Brandenburger Ehepaar klagt:

Streit ums Rauchen vor dem Bundesgerichtshof

Zwei Brandenburger wollen einklagen, dass ihre Nachbarn nur zu bestimmten Zeiten rauchen dürfen. Dafür haben sie sogar eine Art Stundenplan angefertigt.

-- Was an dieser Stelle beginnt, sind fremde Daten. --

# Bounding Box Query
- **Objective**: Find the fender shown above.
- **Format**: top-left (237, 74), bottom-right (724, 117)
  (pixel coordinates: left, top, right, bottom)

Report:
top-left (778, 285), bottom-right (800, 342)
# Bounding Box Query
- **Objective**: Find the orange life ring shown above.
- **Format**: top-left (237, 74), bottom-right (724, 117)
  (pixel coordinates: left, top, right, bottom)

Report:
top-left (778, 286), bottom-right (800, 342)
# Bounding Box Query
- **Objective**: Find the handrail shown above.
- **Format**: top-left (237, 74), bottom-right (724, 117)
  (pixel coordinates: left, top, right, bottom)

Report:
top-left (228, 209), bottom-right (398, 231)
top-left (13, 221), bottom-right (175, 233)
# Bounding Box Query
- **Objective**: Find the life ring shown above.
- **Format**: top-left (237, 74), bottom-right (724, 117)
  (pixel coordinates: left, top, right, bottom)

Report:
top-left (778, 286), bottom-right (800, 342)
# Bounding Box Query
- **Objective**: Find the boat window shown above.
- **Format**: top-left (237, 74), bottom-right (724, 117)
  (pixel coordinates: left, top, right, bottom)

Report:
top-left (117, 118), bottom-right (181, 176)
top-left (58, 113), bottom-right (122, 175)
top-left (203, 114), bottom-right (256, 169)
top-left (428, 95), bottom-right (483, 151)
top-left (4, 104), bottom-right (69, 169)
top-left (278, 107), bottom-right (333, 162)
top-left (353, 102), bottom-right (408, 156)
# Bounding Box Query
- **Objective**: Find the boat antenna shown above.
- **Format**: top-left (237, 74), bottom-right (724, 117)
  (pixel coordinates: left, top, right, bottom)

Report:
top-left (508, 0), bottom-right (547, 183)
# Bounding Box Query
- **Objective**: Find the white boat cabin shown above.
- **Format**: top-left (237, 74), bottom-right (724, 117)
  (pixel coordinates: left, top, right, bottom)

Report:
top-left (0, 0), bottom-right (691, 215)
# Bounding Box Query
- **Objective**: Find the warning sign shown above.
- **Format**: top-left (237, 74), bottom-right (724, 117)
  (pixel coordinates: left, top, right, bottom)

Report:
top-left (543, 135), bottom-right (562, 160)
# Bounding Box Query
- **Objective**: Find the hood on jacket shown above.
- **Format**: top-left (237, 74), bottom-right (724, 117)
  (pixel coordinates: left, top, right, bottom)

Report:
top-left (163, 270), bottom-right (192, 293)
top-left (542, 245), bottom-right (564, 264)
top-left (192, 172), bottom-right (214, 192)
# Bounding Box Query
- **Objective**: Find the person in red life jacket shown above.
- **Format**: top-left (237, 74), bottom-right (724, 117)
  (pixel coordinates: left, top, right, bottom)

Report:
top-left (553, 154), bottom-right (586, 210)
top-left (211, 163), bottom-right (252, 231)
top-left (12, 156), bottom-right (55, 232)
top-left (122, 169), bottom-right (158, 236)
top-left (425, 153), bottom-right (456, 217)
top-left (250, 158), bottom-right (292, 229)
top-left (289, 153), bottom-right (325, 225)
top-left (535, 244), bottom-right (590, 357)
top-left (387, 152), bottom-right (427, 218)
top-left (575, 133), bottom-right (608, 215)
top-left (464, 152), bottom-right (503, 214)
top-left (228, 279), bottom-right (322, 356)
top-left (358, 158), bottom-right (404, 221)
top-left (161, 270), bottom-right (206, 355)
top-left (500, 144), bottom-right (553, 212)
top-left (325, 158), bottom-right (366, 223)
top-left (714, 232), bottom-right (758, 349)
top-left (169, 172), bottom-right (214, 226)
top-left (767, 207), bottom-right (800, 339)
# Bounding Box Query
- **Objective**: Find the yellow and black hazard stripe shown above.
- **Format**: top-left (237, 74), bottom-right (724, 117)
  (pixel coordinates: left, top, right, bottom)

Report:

Die Kläger stört, dass der Qualm vom Balkon der unteren Etage zu ihnen zieht.
Jens Kalaene Die Kläger stört, dass der Qualm vom Balkon der unteren Etage zu ihnen zieht.

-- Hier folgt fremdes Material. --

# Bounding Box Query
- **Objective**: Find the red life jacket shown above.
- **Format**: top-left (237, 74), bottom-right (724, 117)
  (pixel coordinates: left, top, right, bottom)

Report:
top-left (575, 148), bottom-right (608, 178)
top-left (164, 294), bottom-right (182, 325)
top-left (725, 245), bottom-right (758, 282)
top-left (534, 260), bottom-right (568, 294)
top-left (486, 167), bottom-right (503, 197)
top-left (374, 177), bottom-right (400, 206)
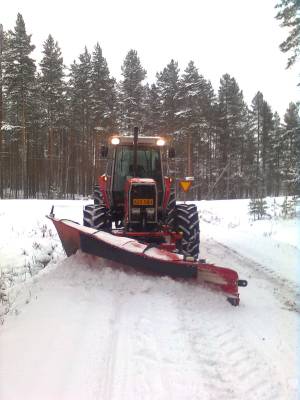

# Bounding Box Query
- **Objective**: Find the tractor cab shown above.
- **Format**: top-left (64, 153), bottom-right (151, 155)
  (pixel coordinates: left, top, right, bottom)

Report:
top-left (111, 137), bottom-right (163, 207)
top-left (94, 130), bottom-right (174, 230)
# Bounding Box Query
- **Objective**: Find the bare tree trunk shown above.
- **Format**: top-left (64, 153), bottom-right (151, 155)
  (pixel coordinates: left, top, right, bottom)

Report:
top-left (21, 99), bottom-right (28, 198)
top-left (0, 24), bottom-right (4, 198)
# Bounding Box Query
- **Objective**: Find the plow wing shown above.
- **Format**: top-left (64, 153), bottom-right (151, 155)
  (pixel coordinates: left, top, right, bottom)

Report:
top-left (47, 215), bottom-right (247, 306)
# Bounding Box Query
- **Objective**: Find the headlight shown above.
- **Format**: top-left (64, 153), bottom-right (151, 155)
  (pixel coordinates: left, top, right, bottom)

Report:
top-left (131, 207), bottom-right (141, 215)
top-left (111, 137), bottom-right (120, 145)
top-left (156, 138), bottom-right (166, 146)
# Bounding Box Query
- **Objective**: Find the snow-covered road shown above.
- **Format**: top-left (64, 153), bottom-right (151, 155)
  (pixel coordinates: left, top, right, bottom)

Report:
top-left (0, 200), bottom-right (300, 400)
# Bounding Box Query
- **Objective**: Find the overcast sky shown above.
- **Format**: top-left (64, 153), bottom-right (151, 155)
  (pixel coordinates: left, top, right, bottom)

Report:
top-left (0, 0), bottom-right (300, 116)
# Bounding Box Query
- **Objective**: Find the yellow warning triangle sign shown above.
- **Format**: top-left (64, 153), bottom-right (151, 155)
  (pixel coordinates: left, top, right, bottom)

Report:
top-left (179, 181), bottom-right (192, 193)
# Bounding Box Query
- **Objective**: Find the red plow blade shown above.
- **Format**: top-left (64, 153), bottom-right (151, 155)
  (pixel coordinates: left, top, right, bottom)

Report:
top-left (47, 215), bottom-right (247, 306)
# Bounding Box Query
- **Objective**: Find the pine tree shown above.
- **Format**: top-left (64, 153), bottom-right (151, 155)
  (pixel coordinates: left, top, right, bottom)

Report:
top-left (156, 60), bottom-right (179, 134)
top-left (281, 196), bottom-right (296, 219)
top-left (89, 43), bottom-right (117, 181)
top-left (119, 50), bottom-right (146, 133)
top-left (249, 197), bottom-right (268, 221)
top-left (268, 113), bottom-right (285, 196)
top-left (68, 47), bottom-right (93, 194)
top-left (144, 84), bottom-right (162, 135)
top-left (217, 74), bottom-right (247, 198)
top-left (3, 14), bottom-right (36, 197)
top-left (40, 35), bottom-right (65, 197)
top-left (275, 0), bottom-right (300, 68)
top-left (177, 61), bottom-right (215, 198)
top-left (283, 103), bottom-right (300, 194)
top-left (91, 43), bottom-right (116, 131)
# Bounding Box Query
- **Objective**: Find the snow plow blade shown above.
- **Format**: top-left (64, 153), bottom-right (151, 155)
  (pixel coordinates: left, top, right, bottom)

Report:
top-left (47, 214), bottom-right (246, 306)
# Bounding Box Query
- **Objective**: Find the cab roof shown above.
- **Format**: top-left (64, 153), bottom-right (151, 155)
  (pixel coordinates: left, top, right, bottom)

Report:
top-left (109, 135), bottom-right (167, 146)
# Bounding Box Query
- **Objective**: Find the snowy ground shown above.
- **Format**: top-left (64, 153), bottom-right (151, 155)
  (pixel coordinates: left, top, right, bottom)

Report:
top-left (0, 200), bottom-right (300, 400)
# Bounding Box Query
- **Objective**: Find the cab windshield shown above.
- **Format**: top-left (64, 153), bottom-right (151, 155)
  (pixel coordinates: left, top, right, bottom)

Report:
top-left (113, 146), bottom-right (162, 191)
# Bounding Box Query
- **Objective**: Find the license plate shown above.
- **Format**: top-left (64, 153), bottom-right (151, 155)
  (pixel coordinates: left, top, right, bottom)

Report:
top-left (133, 199), bottom-right (153, 206)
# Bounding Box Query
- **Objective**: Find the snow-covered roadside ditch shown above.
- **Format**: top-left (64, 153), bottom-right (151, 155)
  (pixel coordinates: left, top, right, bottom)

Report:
top-left (197, 198), bottom-right (300, 285)
top-left (0, 200), bottom-right (85, 324)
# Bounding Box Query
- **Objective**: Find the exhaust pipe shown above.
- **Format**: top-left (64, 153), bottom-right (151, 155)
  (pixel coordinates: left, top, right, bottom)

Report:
top-left (133, 126), bottom-right (139, 177)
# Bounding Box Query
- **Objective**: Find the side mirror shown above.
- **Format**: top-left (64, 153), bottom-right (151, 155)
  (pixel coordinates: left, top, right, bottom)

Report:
top-left (101, 146), bottom-right (108, 158)
top-left (169, 147), bottom-right (175, 158)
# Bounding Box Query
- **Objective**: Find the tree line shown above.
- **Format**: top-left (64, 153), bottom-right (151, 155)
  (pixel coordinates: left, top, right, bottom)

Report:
top-left (0, 14), bottom-right (300, 199)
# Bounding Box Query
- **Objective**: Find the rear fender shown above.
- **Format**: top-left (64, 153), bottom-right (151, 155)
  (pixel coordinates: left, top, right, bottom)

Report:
top-left (98, 174), bottom-right (110, 209)
top-left (162, 176), bottom-right (173, 210)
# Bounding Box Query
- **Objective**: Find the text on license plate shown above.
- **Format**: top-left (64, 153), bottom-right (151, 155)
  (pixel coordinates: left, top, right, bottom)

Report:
top-left (133, 199), bottom-right (153, 206)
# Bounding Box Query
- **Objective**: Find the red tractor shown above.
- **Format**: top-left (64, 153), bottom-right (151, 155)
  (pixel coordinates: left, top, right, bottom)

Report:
top-left (83, 128), bottom-right (199, 260)
top-left (48, 129), bottom-right (247, 306)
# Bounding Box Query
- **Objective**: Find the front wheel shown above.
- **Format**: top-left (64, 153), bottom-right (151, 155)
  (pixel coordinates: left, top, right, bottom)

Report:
top-left (175, 204), bottom-right (200, 259)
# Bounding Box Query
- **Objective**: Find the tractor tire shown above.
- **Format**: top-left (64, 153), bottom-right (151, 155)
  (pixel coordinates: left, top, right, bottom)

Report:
top-left (165, 188), bottom-right (176, 230)
top-left (175, 204), bottom-right (200, 260)
top-left (83, 205), bottom-right (112, 231)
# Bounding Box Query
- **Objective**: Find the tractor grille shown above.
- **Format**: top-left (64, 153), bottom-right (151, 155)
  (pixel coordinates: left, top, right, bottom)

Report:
top-left (129, 182), bottom-right (157, 225)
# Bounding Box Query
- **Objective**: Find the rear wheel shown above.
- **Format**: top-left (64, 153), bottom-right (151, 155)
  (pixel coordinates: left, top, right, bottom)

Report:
top-left (83, 205), bottom-right (111, 231)
top-left (175, 204), bottom-right (200, 259)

Der Bundesgerichtshof (BGH) verhandelt am Freitag über einen erbitterten Nachbarschaftsstreit. Dabei geht es um die Frage, ob Nichtraucher ihre Nachbarn dazu verpflichten können, nur zu bestimmten Zeiten auf dem Balkon zur Zigarette zu greifen. Dem BGH liegt die Klage eines Ehepaares aus Premnitz vor. Die beiden wollen nicht akzeptieren, dass sie den Zigarettenqualm ihrer Nachbarn aus der unteren Etage ertragen sollen. Die Beklagten rauchen auf dem Balkon.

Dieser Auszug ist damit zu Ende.